Does parametersFrom work with automatic credential rotation?

[lanthoor]

Premise

I have a ServiceInstance (called instance-a) and its ServiceBinding (called binding-a) that are created using the SAP BTP Service Operator.

apiVersion: services.cloud.sap.com/v1
kind: ServiceInstance
metadata:
  name: instance-a
  namespace: instance-a-namespace
spec:
  serviceOfferingName: service-a
  servicePlanName: plan-a
  externalName: instance-a
  parameters:
    param: value-a

---

apiVersion: services.cloud.sap.com/v1
kind: ServiceBinding
metadata:
  name: binding-a
  namespace: namespace-b
spec:
  serviceInstanceName: instance-a
  serviceInstnaceNamespace: namespace-a
  externalName: binding-a
  secretName: secret-a
  credentialsRotationPolicy:
    enabled: true
    rotationFrequency: 600h
    rotatedBindingTTL: 1680h

I have another ServiceInstance (called instance-b) that uses parametersFrom to read values from the Secret generated from the above ServiceBinding (binding-a).

apiVersion: services.cloud.sap.com/v1
kind: ServiceInstance
metadata:
  name: instance-b
  namespace: namespace-b
spec:
  serviceOfferingName: service-b
  servicePlanName: plan-b
  externalName: instance-b
  parameters:
    param: value-b
  parametersFrom:
    - secretKeyRef:
        name: secret-a
        key: key-a

Question

A new Secret will be created based on the rotation policy I've defined in binding-a and the old one will be moved to a suffixed Secret till TTL expires. Will the ServiceInstance with the name instance-b automatically pick up the new values from the Secret or do we have to perform some action to make it happen?

[kerenlahav]

Hi @lanthoor
The instance will not be updated automatically when the secret changes, you need to update the instance's spec in order to use the new paramerts from the secret.
The is an open feature request about it that is currently being evaluated.
Thanks

[loewenstein]

I would indeed argue that the btp-service-operator in supporting parametersFrom should watch those secrets for changes and update the instance or binding accordingly.

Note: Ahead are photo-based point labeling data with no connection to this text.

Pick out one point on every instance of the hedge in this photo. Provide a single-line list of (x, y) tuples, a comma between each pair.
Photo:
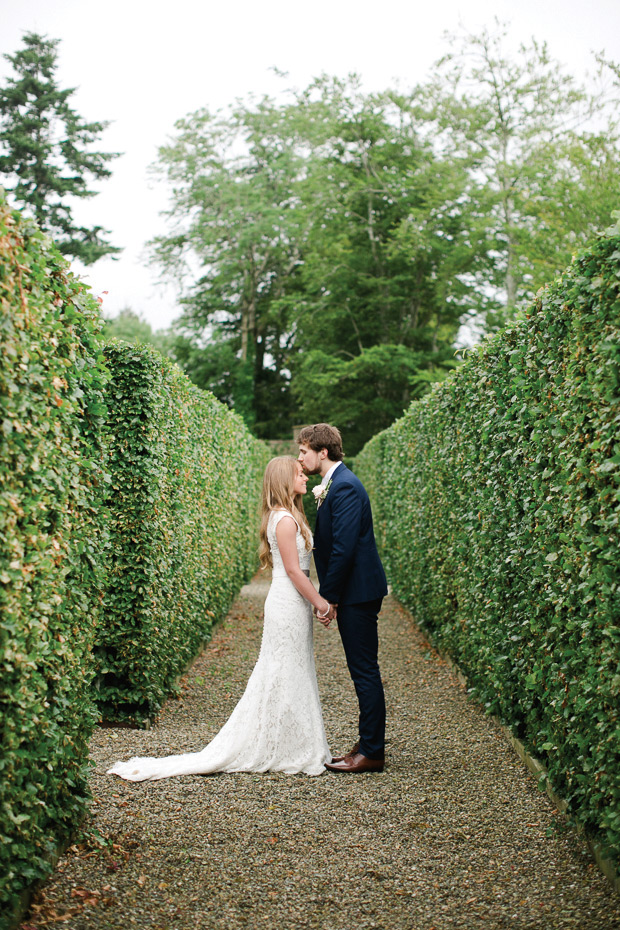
[(51, 540), (497, 500), (184, 515)]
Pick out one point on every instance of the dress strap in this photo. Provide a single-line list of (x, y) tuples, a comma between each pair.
[(278, 514)]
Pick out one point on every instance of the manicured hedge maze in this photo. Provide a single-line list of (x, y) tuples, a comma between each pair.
[(497, 502), (184, 516), (51, 537)]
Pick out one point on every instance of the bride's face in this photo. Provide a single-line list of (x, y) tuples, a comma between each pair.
[(301, 480)]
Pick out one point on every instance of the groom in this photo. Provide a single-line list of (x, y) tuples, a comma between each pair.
[(352, 579)]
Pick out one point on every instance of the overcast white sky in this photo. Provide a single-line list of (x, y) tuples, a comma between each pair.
[(144, 65)]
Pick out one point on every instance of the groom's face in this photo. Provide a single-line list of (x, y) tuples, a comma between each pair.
[(310, 460)]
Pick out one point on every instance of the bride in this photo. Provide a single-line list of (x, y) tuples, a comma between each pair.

I can see how this could be breaking and I could also see the use case of keeping the parameters once read from a secret. So this should probably be configurable.

Where could I track the feature request you mentioned?

[kerenlahav]

https://jira.tools.sap/browse/SAPBTPCFS-11799

[github-actions]

This issue is stale because it has been open 90 days with no activity. Remove stale label or comment or this will be closed in 5 days.

[MarcusNotheis]

Feature Request is still open, adding this comment to prevent automatic issue closing.

[corey-aloia]

Just to add another use case: I have a saas registry where I want to change the display name. The service instance gets the parameters from a secret like:

  parametersFrom:
  - secretKeyRef:
      key: parameters
      name: my-secret

I was able to actually use the "customTags" section to force an upgrade:

spec:
  customTags:
  - 'checksum/secret: 123'

but this seems like a hack. And it is also not usable due to not owning the charts... was just a poc

Currently it seems that teammates will be tempted to delete the serviceinstances and recreate when wanting to change. Something that may not be possible if having multiple subcribers to a saas registry service

[loewenstein-sap]

Could you please consider prioritizing this and solve the parametersFrom case. This is not only a problem of service instance interdependencies. Even a simple service instance that needs a confidential parameter cannot be updated at the moment without touching an arbitrary property in the spec of the instance.